Does anyone really doubt that this law would be selectively enforced, and differently enforced depending on the race of the officer and of the complainant?

Ask any Memphis black about run-ins with the police. Ask those who've gone to the Review Board if they were satisfied or if the incident was ruled in the police's favor. The CA's bland but bold-faced assertions are meaningless.

Councilman Myron Lowery's proposal that police crack down on
rowdy youths by vigorously enforcing the law against disorderly
conduct is valid. Such laws can be especially helpful if a police
officer witnesses the conduct. A city anti-noise law also could be
enforced more strictly downtown.

Better traffic control by police and cooperation by downtown
merchants, including parking garage operators, also would
improve traffic flow downtown...
There's your solution right there! But it would require more police than are currently out there, which is expensive. Instead, give the police a tool they can whip out whenever circumstances are messy. I'm not anti-police, not by any means, but taking from the citizens their right of free assembly, no matter how unruly that assembly is, to give to the police even more power is almost always the wrong solution.

Downtown has grown and prospered with the addition of such
attractions as AutoZone Park, Peabody Place and South Main art
galleries. Beale Street continues to be a people magnet, with its
flourishing restaurant and club scene. Over the next two years or
so, a refurbished concert venue at Memphis Cook Convention
Center and a new arena will create demand for more parking
spaces, more traffic lanes for downtown ingress and egress, and
an even greater police presence.
And how much planning and adjusting has the City done in foreknowledge of this? Squat! Developers keep wedging more and more into the already-crowded downtown and the City just looks on. There's been no street-level planning of traffic and people flow. The parking situation was already bad before Autozone Park and other attractions were built. But the City blithely watches and the CA blames the kids.
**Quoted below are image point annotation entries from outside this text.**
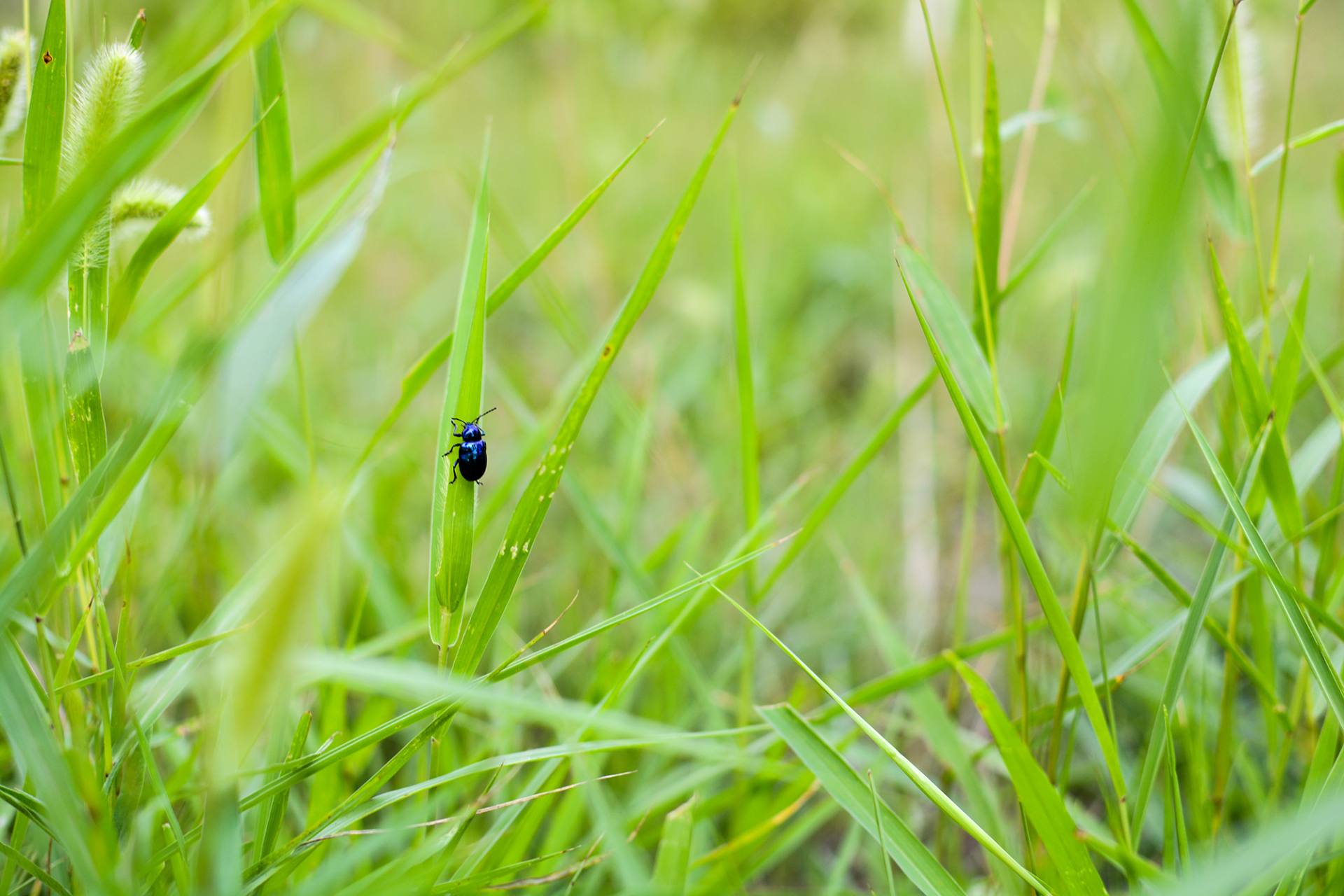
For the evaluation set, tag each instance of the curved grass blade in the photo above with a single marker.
(274, 148)
(454, 512)
(42, 147)
(964, 351)
(164, 232)
(921, 780)
(1034, 473)
(847, 788)
(1053, 610)
(990, 200)
(1037, 794)
(419, 377)
(1310, 640)
(536, 501)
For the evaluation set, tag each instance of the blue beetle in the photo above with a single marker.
(470, 450)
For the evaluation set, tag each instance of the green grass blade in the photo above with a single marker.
(1253, 402)
(673, 860)
(454, 514)
(990, 200)
(1054, 612)
(847, 788)
(936, 724)
(1044, 244)
(27, 731)
(1287, 368)
(927, 788)
(1035, 793)
(537, 498)
(42, 140)
(274, 148)
(964, 351)
(1308, 638)
(164, 232)
(419, 377)
(1190, 630)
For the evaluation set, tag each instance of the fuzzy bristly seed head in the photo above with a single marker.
(104, 102)
(14, 80)
(143, 202)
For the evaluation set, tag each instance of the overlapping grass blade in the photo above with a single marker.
(1056, 617)
(419, 377)
(1035, 793)
(1254, 405)
(1182, 654)
(537, 498)
(454, 505)
(847, 788)
(927, 788)
(955, 331)
(1304, 631)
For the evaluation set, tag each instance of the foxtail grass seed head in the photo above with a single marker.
(104, 102)
(143, 202)
(15, 48)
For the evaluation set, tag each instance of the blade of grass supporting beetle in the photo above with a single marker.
(1035, 793)
(274, 149)
(1304, 630)
(990, 202)
(1053, 610)
(420, 374)
(1186, 644)
(673, 860)
(926, 786)
(163, 232)
(1254, 403)
(847, 788)
(29, 734)
(1042, 246)
(454, 503)
(537, 498)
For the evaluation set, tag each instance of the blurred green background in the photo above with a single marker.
(834, 340)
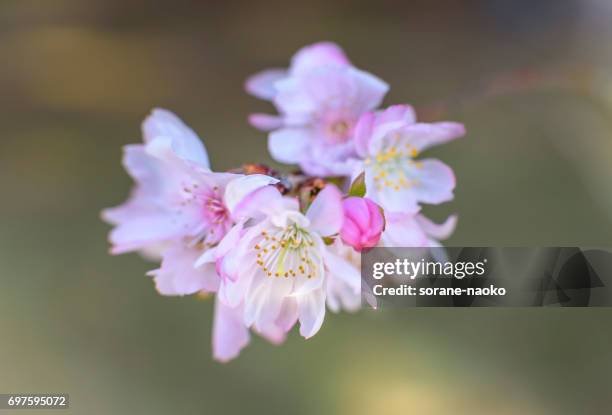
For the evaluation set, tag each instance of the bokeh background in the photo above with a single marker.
(530, 79)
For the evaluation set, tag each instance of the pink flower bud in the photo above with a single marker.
(363, 223)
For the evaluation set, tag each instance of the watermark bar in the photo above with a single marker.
(487, 277)
(34, 401)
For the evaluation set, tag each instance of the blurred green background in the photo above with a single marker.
(531, 81)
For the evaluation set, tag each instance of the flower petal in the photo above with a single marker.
(316, 55)
(178, 276)
(265, 300)
(311, 309)
(288, 145)
(435, 181)
(403, 230)
(423, 136)
(325, 212)
(265, 122)
(185, 142)
(261, 85)
(239, 192)
(363, 133)
(230, 335)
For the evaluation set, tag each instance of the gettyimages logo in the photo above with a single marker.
(423, 268)
(489, 277)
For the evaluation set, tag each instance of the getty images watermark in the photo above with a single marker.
(484, 276)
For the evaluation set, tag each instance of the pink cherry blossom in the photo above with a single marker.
(178, 206)
(363, 223)
(389, 142)
(320, 98)
(278, 269)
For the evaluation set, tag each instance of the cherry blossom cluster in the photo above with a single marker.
(279, 249)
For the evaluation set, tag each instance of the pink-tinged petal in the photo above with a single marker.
(261, 85)
(230, 335)
(311, 309)
(143, 231)
(266, 122)
(388, 198)
(363, 133)
(403, 231)
(435, 181)
(294, 97)
(233, 292)
(371, 90)
(342, 270)
(184, 141)
(288, 315)
(326, 213)
(363, 223)
(273, 333)
(423, 136)
(239, 192)
(438, 231)
(264, 302)
(178, 276)
(400, 113)
(236, 260)
(288, 145)
(316, 55)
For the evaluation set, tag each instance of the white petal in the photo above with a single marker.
(184, 141)
(230, 335)
(311, 308)
(288, 145)
(325, 212)
(177, 275)
(239, 190)
(262, 83)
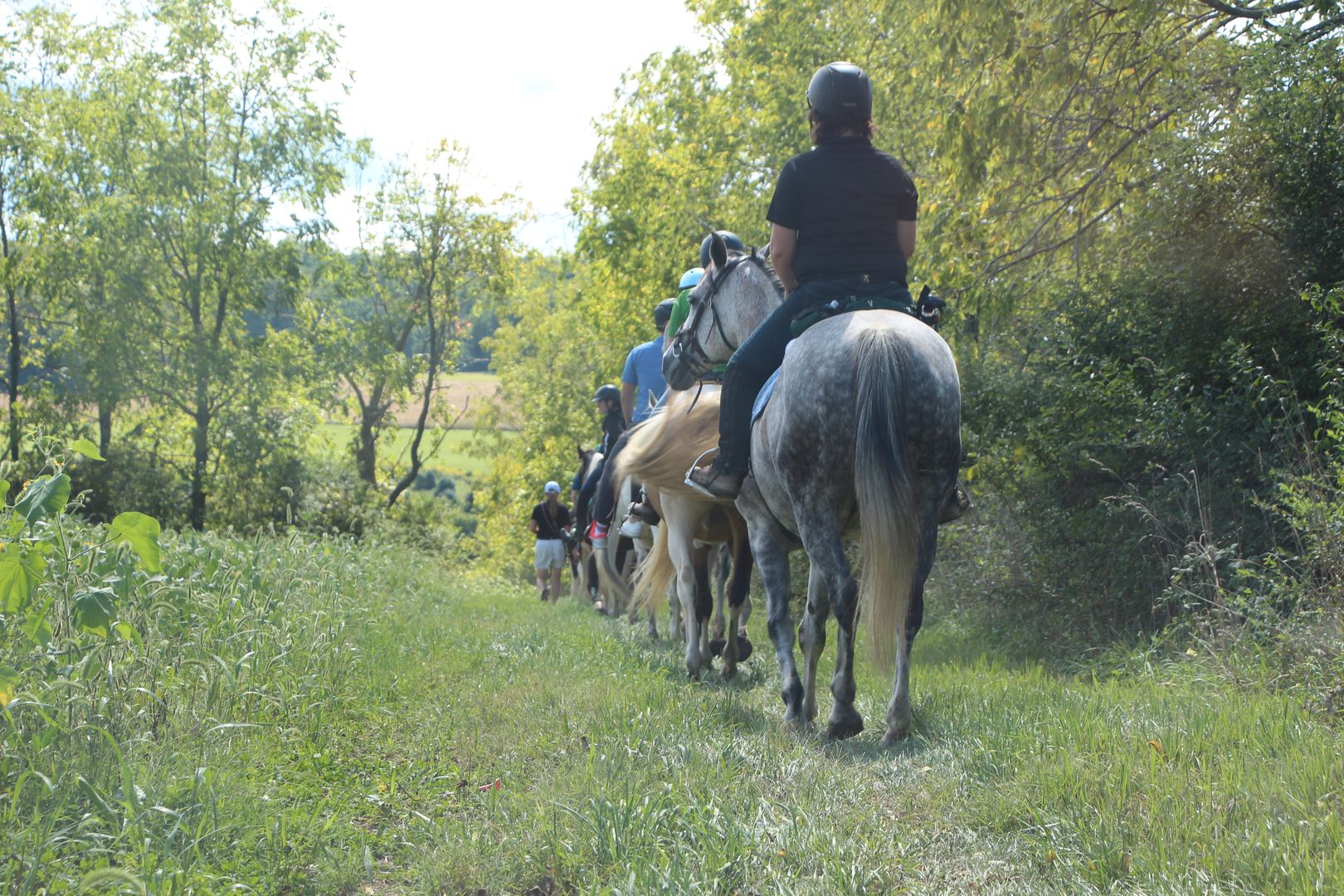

The success of downtown Memphis affects the quality of life of
every resident of the region, by providing a greater variety of
cultural experiences and generating sales tax receipts that help
defray public costs of development. The new anti-cruising
ordinance would be a small but helpful tool in the overall effort to
make downtown thrive.
That first sentence is a load of hooey! It's a self-serving argument if ever there was one. The CA, and the City government, is in the back pocket of the developers and bankers who want to make piles of money. The citizenry has been hijacked and pushed around to make their fantasies come true, to line their pockets with our money.

This may seem a petty thing to get worked up over, but it's a very fundamental right that's being bought and sold here. I hope that crowds of kids show up at the City Council meeting and scare the holy crap out of them. Serves 'em right.